Azure AI Text-to-Speech Python SDK - Status code 404 - environment variables are set - what am I doing wrong?

Question

Azure AI Text-to-Speech Python SDK - Status code 404 - environment variables are set - what am I doing wrong?

ilikeusingazure 20

Everyone forgive me, this is my first attempt to use an Azure service.

I'm a little disappointed because doing the same thing (successfully) with AWS's Polly service took me 10 minutes max.

So I spent the last couple of hours trying to get this very basic text-to-speech example to work and failed so far.

I did have the SPEECH_KEY and SPEECH_REGION environment variables set up right from the beginning, so this answer is probably not the solution for me. I obtained the SPEECH_KEY from the Keys and Endpoint section of the Azure AI Speech Services resource I created for this. SpeechConfig wants a subscription key and/or an auth_token (???), and/or a region and/or the endpoint (???)...the docs are not really precise.

So here is what happens when I use the exact code from the very basic text-to-speech example:

(azurevenv) PS C:\Users\the_user\azuretest> setx SPEECH_REGION northeurope

SUCCESS: Specified value was saved.
(azurevenv) PS C:\Users\the_user\azuretest> setx SPEECH_KEY [redacted]

SUCCESS: Specified value was saved.
(azurevenv) PS C:\Users\the_user\azuretest> python .\exact_example.py
Traceback (most recent call last):
  File "C:\Users\the_user\azuretest\exact_example.py", line 5, in <module>
    speech_config = speechsdk.SpeechConfig(subscription=os.environ.get('SPEECH_KEY'), region=os.environ.get('SPEECH_REGION'))
                    ^^^^^^^^^^^^^^^^^^^^^^^^^^^^^^^^^^^^^^^^^^^^^^^^^^^^^^^^^^^^^^^^^^^^^^^^^^^^^^^^^^^^^^^^^^^^^^^^^^^^^^^^^
  File "C:\Users\the_user\azuretest\azurevenv\Lib\site-packages\azure\cognitiveservices\speech\speech.py", line 84, in __init__
    raise ValueError(generic_error_message)
ValueError: cannot construct SpeechConfig with the given arguments

I made progress but it won't give me anything but a 404.

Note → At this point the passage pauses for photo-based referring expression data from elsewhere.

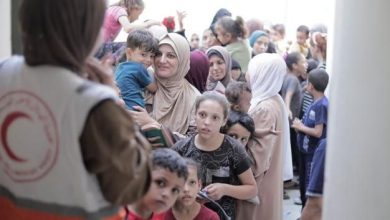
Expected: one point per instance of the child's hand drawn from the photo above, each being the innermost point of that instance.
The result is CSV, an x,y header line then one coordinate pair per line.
x,y
297,124
215,190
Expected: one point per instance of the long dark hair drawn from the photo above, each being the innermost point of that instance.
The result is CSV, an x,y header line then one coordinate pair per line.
x,y
61,32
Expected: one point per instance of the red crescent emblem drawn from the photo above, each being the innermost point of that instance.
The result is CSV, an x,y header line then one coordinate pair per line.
x,y
4,130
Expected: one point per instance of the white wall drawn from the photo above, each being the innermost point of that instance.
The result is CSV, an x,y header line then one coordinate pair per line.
x,y
357,174
5,24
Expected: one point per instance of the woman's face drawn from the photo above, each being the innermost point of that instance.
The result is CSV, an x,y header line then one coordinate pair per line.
x,y
194,41
166,62
261,45
217,67
222,35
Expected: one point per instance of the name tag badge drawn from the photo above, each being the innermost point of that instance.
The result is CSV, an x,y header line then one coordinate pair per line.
x,y
312,115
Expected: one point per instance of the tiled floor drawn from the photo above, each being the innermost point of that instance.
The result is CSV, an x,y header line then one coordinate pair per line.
x,y
290,210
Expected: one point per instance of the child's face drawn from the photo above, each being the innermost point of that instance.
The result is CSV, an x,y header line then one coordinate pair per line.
x,y
239,133
163,191
191,188
261,45
275,35
235,73
209,118
301,66
140,56
217,67
245,101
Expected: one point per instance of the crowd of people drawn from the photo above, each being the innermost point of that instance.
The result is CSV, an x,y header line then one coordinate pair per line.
x,y
159,126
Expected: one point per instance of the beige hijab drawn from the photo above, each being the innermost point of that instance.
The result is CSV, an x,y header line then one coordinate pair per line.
x,y
174,101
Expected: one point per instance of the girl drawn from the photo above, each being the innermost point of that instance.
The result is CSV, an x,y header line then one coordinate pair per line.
x,y
122,15
225,167
220,68
186,206
232,34
265,76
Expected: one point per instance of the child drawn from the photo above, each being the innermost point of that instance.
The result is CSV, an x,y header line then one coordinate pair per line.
x,y
313,127
239,96
301,45
291,93
132,76
169,174
186,206
225,166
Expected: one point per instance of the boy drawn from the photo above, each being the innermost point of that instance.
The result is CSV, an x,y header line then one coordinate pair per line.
x,y
301,45
131,76
291,93
169,174
314,125
186,206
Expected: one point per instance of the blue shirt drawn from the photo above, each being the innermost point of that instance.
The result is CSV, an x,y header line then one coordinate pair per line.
x,y
316,179
131,79
316,114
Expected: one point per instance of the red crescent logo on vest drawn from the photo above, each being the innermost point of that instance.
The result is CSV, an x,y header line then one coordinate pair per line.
x,y
29,141
4,129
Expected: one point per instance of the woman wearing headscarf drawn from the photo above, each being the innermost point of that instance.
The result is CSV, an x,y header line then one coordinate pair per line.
x,y
220,67
173,103
259,41
265,76
81,154
199,70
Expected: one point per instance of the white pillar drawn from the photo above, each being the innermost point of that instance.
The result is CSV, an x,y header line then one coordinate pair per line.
x,y
357,184
5,24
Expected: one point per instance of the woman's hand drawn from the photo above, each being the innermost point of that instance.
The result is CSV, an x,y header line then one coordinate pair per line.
x,y
215,190
142,118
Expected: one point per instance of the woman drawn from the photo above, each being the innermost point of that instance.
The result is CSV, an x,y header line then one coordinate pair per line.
x,y
199,70
265,76
220,68
232,34
79,155
259,41
173,103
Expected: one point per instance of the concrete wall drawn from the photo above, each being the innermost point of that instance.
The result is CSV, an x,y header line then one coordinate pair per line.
x,y
357,172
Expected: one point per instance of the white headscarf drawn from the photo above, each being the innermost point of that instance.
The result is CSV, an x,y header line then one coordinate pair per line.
x,y
266,73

My current iteration of the very basic text-to-speech example doesn't complain about my SpeechConfig anymore, the output looks like this (full code below):

(azurevenv) PS C:\Users\the_user\azuretest> python .\cog_serv_speech_tts.py
Enter the text to be speech-synthesised: Hello there, why do you give me 404?
Speech synthesis canceled: CancellationReason.Error
Error details: TTS request failed: Internal service error (404). Error Details:  Resource Not Found Please check request details.
Did you set the speech resource key and region values?
Script ran standalone and was not imported.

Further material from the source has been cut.